Ciel de vies

Je savais que j'avais la chance d'être entourés de gens exceptionnels, mais je n'imaginais pas à quel point ! 
La solidarité, le soutien sans faille des voisins, des amis, des collègues, de ma famille me permet petit à petit d'avancer, même si le temps semble toujours s'être dilaté. 

Je vais essayer de répondre à chacun de vos messages. En attendant, je les lis, je les savoure, comme celui de Dominique Béroule, qui a composé cette chanson pour Sonia et ceux qui sont partis. 

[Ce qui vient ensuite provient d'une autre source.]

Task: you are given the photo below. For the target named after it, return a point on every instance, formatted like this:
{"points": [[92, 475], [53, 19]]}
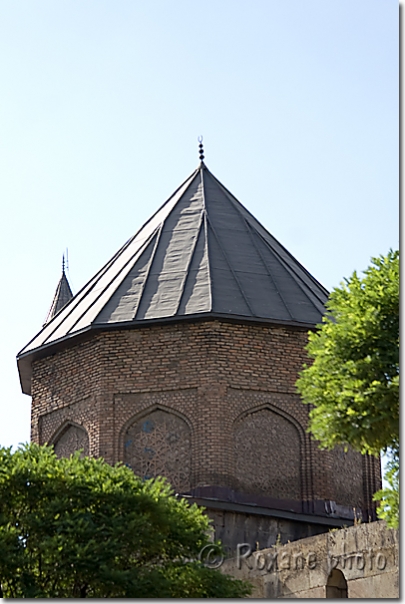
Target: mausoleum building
{"points": [[179, 358]]}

En l'écoutant, en la réécoutant, je me suis souvenue à quel point dans les moments de doute quand j'avais l'âge de Sonia, la voûte étoilée me rassurait. Les constellations reviennent, que l'on soit en prépa à Dijon, en école d'ingénieur à Valenciennes, en stage en Allemagne ou à Nançay. 

Je me suis aussi posé une question un peu étrange. Et si Sonia était partie si loin que j'aie la certitude de ne jamais la revoir, est-ce que la douleur aurait été aussi intense ? Est-ce que des petits trucs déclencheraient des larmes sans que je comprenne pourquoi ? Ou est-ce qu'avec la mélancolie de la séparation, il y aurait la fierté de savoir qu'elle était en train de découvrir des mondes nouveaux, de voler de ses propres ailes ? 

Dessin de Sonia trouvé dans les affaires de 4e

La nouvelle "The story of your life" de Ted Chiang débute sur un dialogue entre une mère et sa fille de 13 ans, qui lui reproche de l'avoir mise au monde juste pour faire le ménage [1]. J'imagine que tous les parents ont eu à répondre à la question "Pourquoi est-ce que je suis né ?" "Pourquoi voulais-tu un enfant ? ". Y répondre revient à se regarder dans le miroir et à se demander si c'est de l'égoïsme (ce serait cool de faire un bébé pour ne pas avoir à passer l'aspirateur dans 10 ans) ou de l'altruisme (créons un petit humain de plus, donnons lui beaucoup d'amour pour qu'il grandisse, puis qu'il devienne ce que bon lui semblera).

 Mais même cet altruisme-là, est-il si altruiste que ça ? En gros, si l'humain est prêt à risquer sa vie pour son propre enfant (celui qui possède 50% de ses gênes), quelle importance accorde-t-il aux enfants des autres humains qui lui sont inconnus, par exemple aux réfugiés qui meurent en Méditerranée ? 

 

Sonia a découvert le paradoxe des jumeaux assez tôt, grâce à la BD "l'imparfait du futur" d'Emile Bravo. Est-ce que je l'aurais laissé partir dans la fusée, sachant que je serais centenaire (ou plus de ce monde) quand elle reviendra âgée de quelques années de plus ?  On avait aussi regardé Interstellar ensemble. Le père a-t-il bien fait de partir dans l'espoir de sauver l'humanité et donc ses propres enfants quitte à ne jamais les revoir ? 

Sur son dernier compte Twitter, Sonia rediffusait beaucoup les messages de Greta Thunberg, de Licypriya Kangujam et du mouvement Extinction Rebellion UK. On a aussi discuté des projets d'Elon Musk de colonie sur Mars et elle avait adoré participer à la rencontre organisée par l'ESA à propos de base sur la Lune.  En plein scénario apocalyptique, sur une Terre qui ne deviendra plus vivable, combien aurais-je payé son billet aller-simple sur Mars ? 

Sonia en décembre 2016, gare de Lyon, avec une exposition de photos de Mars.

Elle venait d'avoir 18 ans. C'est un âge où l'on rêve de partir, souvent pour mieux revenir. Elle s'était renseignée sur Erasmus. J'avais fait le deuil de la petite fille qui avait besoin de moi, et je la regardais tirer des plans sur la comète tout en râlant contre les cours de "PPP" (projet professionnel personnalisé) et tous ceux qui posaient des questions style "Quel métier veux-tu faire plus tard ?".

Ce 26 juin, c'est comme si j'avais appris qu'elle se trouvait dans une fusée poue Mars ou Proxima du Centaure. Mes larmes auraient été égoïstes, parce que j'aurais compris que je ne la reverrai pas de mon vivant à moi. Ce 26 juin, c'est comme si la fusée avait explosé au décollage. J'aurais pleuré la fin d'un espoir de survie pour l'humanité, un arrêt brutal des avancées technologiques pour de longues décennies. 

Juin 2017 : entrée professionnelle au salon du Bourget

Commentaires

Lily F a dit…
Merci à toi de nous tenir au courant, de tenir bon et de partager ces moments précieux de vos vies. Partie oui, dans nos coeurs, toujours là.